Break your ginger root into pieces, with each part containing a growth bud. You then need to plant these in a seed tray, in moist potting compost. You will need to feed these and provide good drainage. A good time to start this process is the end of winter. However, if continuing to grow the plant indoors, you can complete this process at any time of year. Remember, if your ginger is going outdoors, the plant is not winter hardy. Be aware that any heating, especially central heating, can dry out the air. Therefore, you should spray the plant with moisture regularly to increase the level of humidity.

Step Four:

Once seeded, you can transplant these into a pot or the ground. You need excellent soil, which is rich in nutrients and full of moisture if your ginger is to thrive. The soil needs to be free draining; else the roots could rot. However, there needs to be adequate water to feed its thirsty ways.

As long as ginger gets the much-loved light and warmth, then within eight to ten months, your ginger plant will be fully grown. The plant, at its tallest, with be about a metre and a half. Therefore, you will need to leave enough height for it to mature. Its spread is limited. Remember the root is the spice we are used to using in our food. You may want to save some of your roots for replanting your next crop.

How to Harvest Ginger

Once the ginger is about four months old, you can begin to steal little bits of it as you go. The ginger will grow in clumps, which means you can carefully dig away a small portion of the plant and root and leave the rest to grow. Green, under mature ginger, does not have the same taste as fully matured ginger. Therefore, if you can wait, you should.
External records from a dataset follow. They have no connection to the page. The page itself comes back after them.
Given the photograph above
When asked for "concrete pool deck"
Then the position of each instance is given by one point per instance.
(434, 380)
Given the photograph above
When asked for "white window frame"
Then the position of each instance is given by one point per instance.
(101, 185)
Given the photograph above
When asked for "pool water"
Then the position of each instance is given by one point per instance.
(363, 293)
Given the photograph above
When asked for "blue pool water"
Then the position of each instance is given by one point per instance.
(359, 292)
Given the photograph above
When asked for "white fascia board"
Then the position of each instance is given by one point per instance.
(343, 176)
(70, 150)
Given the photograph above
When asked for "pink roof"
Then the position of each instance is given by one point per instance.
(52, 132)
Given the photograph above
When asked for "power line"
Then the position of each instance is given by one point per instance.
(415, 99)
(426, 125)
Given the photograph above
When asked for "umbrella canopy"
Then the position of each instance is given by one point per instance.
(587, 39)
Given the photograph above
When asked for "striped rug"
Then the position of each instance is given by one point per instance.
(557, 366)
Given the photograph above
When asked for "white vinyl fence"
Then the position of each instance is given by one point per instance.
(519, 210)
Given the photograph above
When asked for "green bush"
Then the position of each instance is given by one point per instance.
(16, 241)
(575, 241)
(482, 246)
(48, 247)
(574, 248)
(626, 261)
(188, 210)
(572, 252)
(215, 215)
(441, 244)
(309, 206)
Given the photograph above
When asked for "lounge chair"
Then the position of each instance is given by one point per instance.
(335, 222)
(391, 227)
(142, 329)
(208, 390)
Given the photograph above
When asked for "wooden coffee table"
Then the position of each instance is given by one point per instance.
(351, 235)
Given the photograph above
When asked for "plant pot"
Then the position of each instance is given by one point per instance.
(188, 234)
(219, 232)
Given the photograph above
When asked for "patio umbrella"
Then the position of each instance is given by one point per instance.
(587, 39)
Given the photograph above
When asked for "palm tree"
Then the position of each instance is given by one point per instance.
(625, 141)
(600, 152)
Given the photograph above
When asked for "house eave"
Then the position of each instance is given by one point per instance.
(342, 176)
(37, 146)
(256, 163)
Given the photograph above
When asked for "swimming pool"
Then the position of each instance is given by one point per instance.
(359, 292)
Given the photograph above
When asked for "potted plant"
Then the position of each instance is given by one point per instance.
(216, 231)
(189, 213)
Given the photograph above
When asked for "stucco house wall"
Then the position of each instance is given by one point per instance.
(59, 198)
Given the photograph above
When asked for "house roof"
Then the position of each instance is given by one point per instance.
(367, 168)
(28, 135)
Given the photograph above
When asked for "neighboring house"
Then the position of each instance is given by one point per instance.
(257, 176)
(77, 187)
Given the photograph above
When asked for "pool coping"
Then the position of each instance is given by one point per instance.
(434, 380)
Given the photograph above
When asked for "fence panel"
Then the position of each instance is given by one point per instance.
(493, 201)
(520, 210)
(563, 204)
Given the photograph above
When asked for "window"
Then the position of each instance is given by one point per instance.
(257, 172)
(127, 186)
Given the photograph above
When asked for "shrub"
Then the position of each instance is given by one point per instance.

Therefore, the best approach to harvesting ginger is:

  • Wait for eight to ten months, until the plant is fully mature.
  • Look to see if the leaves have died down if so, this is perfect harvest time.
  • Dig up the whole plant, remembering to retrieve the essential roots.
  • Growing in a pot makes this harvesting process more straightforward, as you can tip the entire contents of the tub out and extract your crop from the soil – no digging involved.
  • Break up the rhizomes into chunks, keeping some for the kitchen and those with good growing buds for replanting for your next crop – you can do this straight away.

If you are serious about cultivating a crop of ginger, then leave the plants for two years or so. You can then build up a stock. The plant will continue to spread outwards, and once you start harvesting, you can dig into the central clump of the plant. By choosing the older roots in the centre, you will leave the younger shoots free to grow and provide your next crop.

Calendar

Sowing Time Late winter/early spring
Harvesting Time Eight to ten months after sowing, if waiting for the plant to mature fully

Summary

The great news about ginger is that it is easy to grow – in the right conditions. You can easily set up a system of harvesting and planting, which means you keep your ginger plants in a cycle of planting, growing and harvest. Remember, all you need is well-drained, moist soil that is free from the worst of UK weather – the rest can be left to nature.